May 30 Thursday – At Quarry Farm Sam wrote to Henry M. Alden of Harper & Brothers:
I am laid up with the gout in one leg and a pretty malignant boil on the other, but I have reduced Book III [JA] to a couple of magazine installments. As I estimate it, the first one will make 7½ Harper pages, and the other one eleven or twelve. I have merely suppressed 12 chapters of the great trial, and inserted a brief explanatory translator’s note in their stead. I put in the whole Abjuration and Martyrdom in detail. The page or two of “Conclusion” can be left out, if you like. You can save some space in that way, and I think it might be well to do it. But you will know. (Will forward you the ms. by hand if I can.) I will pack all the ms. together, but make two packages in one, so that you can see which is the one to go in the magazine. Please preserve the ms. and set up the book from it — for I have carefully corrected it [MTP: Am. Art Assoc. catalogs Nov. 18, 1925 Item 151].
Sam also wrote a few sentences to Frank Bliss, who evidently asked when he might expect another book, perhaps from the world tour travels. Sam thought he’d be too busy on the tour to gather more than enough information for a few magazine articles.
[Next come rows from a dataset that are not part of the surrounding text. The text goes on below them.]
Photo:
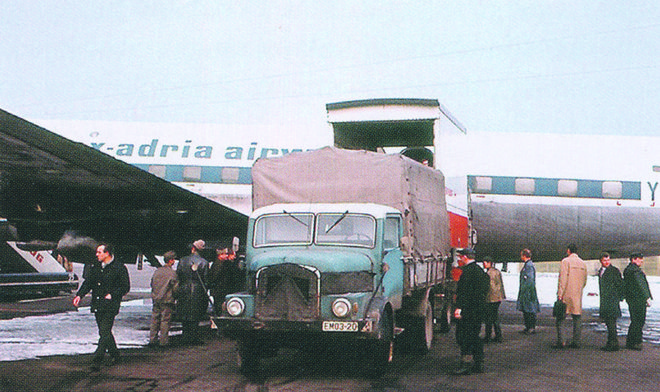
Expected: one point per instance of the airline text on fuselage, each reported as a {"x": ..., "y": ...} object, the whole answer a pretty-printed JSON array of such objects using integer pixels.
[{"x": 189, "y": 150}]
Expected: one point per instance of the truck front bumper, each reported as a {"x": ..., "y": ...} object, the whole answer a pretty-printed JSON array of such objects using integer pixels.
[{"x": 237, "y": 328}]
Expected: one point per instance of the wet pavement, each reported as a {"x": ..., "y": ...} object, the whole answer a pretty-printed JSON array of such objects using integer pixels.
[
  {"x": 59, "y": 341},
  {"x": 520, "y": 363}
]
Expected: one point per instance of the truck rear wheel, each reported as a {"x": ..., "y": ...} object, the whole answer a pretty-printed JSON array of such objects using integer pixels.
[{"x": 424, "y": 332}]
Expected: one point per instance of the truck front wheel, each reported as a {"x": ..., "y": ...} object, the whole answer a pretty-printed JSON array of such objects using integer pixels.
[{"x": 383, "y": 348}]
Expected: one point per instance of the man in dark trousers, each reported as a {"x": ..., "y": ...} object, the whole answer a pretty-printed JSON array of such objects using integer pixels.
[
  {"x": 638, "y": 296},
  {"x": 108, "y": 281},
  {"x": 193, "y": 301},
  {"x": 471, "y": 291},
  {"x": 611, "y": 293}
]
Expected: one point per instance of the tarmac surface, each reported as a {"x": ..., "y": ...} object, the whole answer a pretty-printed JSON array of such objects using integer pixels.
[{"x": 519, "y": 363}]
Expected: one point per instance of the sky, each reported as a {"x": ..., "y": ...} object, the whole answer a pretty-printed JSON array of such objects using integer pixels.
[{"x": 588, "y": 67}]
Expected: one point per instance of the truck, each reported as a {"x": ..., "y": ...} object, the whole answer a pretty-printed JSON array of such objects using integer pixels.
[{"x": 344, "y": 247}]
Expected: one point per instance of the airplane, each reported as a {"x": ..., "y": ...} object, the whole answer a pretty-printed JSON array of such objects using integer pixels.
[
  {"x": 506, "y": 191},
  {"x": 52, "y": 189}
]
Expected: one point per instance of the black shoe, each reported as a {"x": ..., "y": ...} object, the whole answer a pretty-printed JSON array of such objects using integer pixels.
[{"x": 464, "y": 370}]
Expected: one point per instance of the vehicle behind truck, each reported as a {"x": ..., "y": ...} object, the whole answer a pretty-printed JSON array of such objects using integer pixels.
[{"x": 345, "y": 248}]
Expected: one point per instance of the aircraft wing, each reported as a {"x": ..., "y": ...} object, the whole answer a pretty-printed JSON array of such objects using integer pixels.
[{"x": 50, "y": 184}]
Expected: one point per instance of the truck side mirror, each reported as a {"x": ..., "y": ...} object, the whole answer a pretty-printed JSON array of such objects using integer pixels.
[
  {"x": 406, "y": 244},
  {"x": 235, "y": 244}
]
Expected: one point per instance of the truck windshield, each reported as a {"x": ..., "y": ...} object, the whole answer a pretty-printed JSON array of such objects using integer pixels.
[
  {"x": 288, "y": 228},
  {"x": 345, "y": 229}
]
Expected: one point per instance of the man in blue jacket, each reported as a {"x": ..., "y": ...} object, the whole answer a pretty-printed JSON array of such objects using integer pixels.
[
  {"x": 108, "y": 281},
  {"x": 610, "y": 284},
  {"x": 471, "y": 291}
]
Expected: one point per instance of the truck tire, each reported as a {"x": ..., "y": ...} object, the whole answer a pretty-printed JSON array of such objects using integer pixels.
[
  {"x": 423, "y": 333},
  {"x": 382, "y": 350},
  {"x": 248, "y": 358}
]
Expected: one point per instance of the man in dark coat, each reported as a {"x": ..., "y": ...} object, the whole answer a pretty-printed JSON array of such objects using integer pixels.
[
  {"x": 108, "y": 281},
  {"x": 611, "y": 293},
  {"x": 192, "y": 302},
  {"x": 528, "y": 302},
  {"x": 638, "y": 295},
  {"x": 471, "y": 291}
]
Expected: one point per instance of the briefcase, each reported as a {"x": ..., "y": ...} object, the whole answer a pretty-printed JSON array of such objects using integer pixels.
[{"x": 559, "y": 310}]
It is a long way off; I may write a book, but at present I am not expecting to do it [MTP]. Note: Sam had already entertained the idea of a book from the tour travels, which would become Following the Equator.
Sam also wrote a short paragraph to Robert Underwood Johnson of The Century.
I am in bed, & must stay there two or three weeks yet — gout in my starboard ancle, a boil as big as a turkey’s egg on my port thigh…Can’t write, these days [MTP].
Sam also wrote responding to Franklin G. Whitmore’s concerns on his behalf (letter not extant). It wasn’t necessary for Sam to write John Day about Whitmore acting as Sam’s agent and collecting the rent on the Farmington Ave. house and other matters relating to it. Day knew Whitmore was Sam’s agent, he wrote. Also, Sam didn’t want to be burdened with lecture applications — send those to J.B. Pond, Everett House in N.Y. He enclosed a note of some sort he wanted shown to William Wander, the piano vendor, and directed Whitmore to “take prompt & decisive measures if he doesn’t pay” (see Apr. 7, 1895 entry). Sam related his gout and “vast boil” problems and confessed he was “in the devil’s own humor,” for he had a lot of work to do and little time to do it in. He also wanted a petition signed for him opposing a “double-tract” of a nearby street to the Farmington house, because if it went through, “we shall want to start in early & hunt up a purchaser for our house” [MTP].